The sin in simplicity
Basement keeps its story simple to a fault. The script never goes beyond its basic premise, and the story immediately plateaus after the first 10 minutes. Characters are ushered in and out of their forgettable introductions, giving audiences very little reason to root for or care for them.
The film often finds its footing with a light stab at humor, but since the film takes itself too seriously; any form of levity is quickly derailed by the need to frighten. And even in that regard, Basement isn’t able to provide any effective scares.
Basement does manage a couple of bizarre highlights, including a gun-toting Pilita Corrales and the neck-breaking legs of Ellen Adarna. But while the film does show flashes of B-Movie appeal, it never quite crosses the threshold to completely own it.

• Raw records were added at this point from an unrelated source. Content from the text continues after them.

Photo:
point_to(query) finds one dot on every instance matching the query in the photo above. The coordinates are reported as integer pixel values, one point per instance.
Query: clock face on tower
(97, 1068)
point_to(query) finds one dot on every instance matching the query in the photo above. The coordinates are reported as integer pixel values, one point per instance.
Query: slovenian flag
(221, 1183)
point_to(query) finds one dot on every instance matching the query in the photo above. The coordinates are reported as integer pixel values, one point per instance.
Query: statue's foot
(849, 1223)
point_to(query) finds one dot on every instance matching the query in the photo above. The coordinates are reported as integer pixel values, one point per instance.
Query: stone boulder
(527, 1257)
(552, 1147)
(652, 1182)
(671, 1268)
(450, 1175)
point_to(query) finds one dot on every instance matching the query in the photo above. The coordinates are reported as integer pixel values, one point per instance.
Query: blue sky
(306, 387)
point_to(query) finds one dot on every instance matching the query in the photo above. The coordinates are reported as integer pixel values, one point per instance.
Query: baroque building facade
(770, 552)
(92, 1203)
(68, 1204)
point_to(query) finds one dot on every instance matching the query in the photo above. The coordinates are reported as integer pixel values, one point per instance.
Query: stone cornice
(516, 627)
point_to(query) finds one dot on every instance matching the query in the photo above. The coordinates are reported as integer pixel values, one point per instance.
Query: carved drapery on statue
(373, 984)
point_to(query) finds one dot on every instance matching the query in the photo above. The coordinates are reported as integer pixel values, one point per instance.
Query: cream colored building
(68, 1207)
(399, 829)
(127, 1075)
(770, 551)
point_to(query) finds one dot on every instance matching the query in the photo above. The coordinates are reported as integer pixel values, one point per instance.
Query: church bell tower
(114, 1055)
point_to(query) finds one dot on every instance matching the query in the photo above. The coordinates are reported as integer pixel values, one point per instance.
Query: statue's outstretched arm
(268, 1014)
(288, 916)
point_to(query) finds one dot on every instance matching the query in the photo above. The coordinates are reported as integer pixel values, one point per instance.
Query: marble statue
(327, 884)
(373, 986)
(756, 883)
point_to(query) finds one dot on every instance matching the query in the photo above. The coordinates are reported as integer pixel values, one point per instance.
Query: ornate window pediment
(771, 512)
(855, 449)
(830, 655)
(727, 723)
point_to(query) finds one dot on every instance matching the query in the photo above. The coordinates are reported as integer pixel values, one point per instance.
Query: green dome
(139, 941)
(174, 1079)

The film ends up as a one-trick pony that does very little to raise the stakes. It’s an absolute bloodbath where casualties are concerned, but since very little care is given to the characters, the consequences of their deaths are disappointingly negligible.
The frightening truth
What’s disappointing about Basement isn’t that it’s another faceless title in the crowd of horror films, but that it appears completely content with its own mediocrity. Like its characters, Basement lacks any motivation to break free from its self-imposed prison, happy instead to wallow in an underground parking lot, waiting to be executed.
Basement is slated to go head to head with Star Cinema juggernaut Starting Over Again this Valentine’s weekend. And though Basement is a risky piece of counter-programming, it just doesn’t have the polish or substance to take on this weekend’s Goliath.
For a culture with roots so steeped in the supernatural, it’s disappointing to see our native horror genre head in this direction. While Basement may be a bad representative of what the local industry has to offer, it’s still a good example of all the problems facing genre films today.
If Basement is any indication of the things to come, then the genre may be better off like its characters – dead and buried.